たとえば、家電の故障、医療費、冠婚葬祭、車の修理、住まいの更新費用などは、予定していないタイミングで発生することがあります。
急な出費を完全になくすことはできませんが、あらかじめ予備費を用意しておくと、落ち着いて対応しやすくなります。
この記事では、急な出費に備えるための考え方や、予備費の作り方をQ&A形式でわかりやすく解説します。
- 急な出費に多い項目
- 予備費と生活防衛資金の考え方
- 急な出費に備えるための準備方法
- 家計管理で確認したいポイント
- 無理なく予備費を作るコツ
Q. 急な出費に備えるにはどうすればいい?
急な出費に備えるには、毎月の生活費とは別に「予備費」を用意しておくことが大切です。
予備費とは、予定外の支払いに備えるためのお金です。
たとえば、次のような出費に使います。
- 家電の故障や買い替え
- 急な医療費
- 冠婚葬祭
- 車の修理や車検
- 住まいの更新料や修理費
- 子ども関連の急な支出
- 帰省や交通費
急な出費は、毎月あるとは限りません。
しかし、発生したときの金額が大きくなることもあるため、少しずつ備えておくと安心です。
結論:毎月少しずつ予備費を積み立てる
急な出費に備えるには、毎月少額でも予備費を積み立てておく方法がおすすめです。
最初から大きな金額を用意する必要はありません。
たとえば、次のような形でも始められます。
- 毎月1,000円を予備費にする
- 毎月3,000円を別口座に移す
- ボーナスや臨時収入の一部を残す
- 使わなかった生活費を予備費に回す
- 家計簿で余った分を翌月に繰り越す
大切なのは、急な出費用のお金を生活費と分けて考えることです。
生活費の中に混ぜてしまうと、気づかないうちに使ってしまうことがあります。
理由:急な出費は家計の赤字につながりやすい
急な出費は、毎月の予算に入っていないことが多いため、家計の赤字につながりやすいです。

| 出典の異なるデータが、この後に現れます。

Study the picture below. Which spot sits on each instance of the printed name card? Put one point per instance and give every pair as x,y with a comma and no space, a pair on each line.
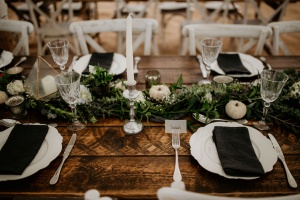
174,125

たとえば、普段は黒字でも、急に数万円の家電修理や医療費が必要になると、その月だけ赤字になることがあります。
また、クレジットカードで支払った場合、翌月以降の引き落としが増えて、家計が見えにくくなることもあります。
予備費があれば、急な支払いがあっても生活費や貯金を大きく崩さずに対応しやすくなります。
もちろん、すべての出費を完全に予測することはできません。
そのため、無理のない範囲で少しずつ備えておくことが大切です。
具体的な確認ポイント
ここでは、急な出費として起こりやすい項目を確認していきます。
1. 家電の故障・買い替え
冷蔵庫、洗濯機、エアコン、電子レンジなどの家電は、急に調子が悪くなることがあります。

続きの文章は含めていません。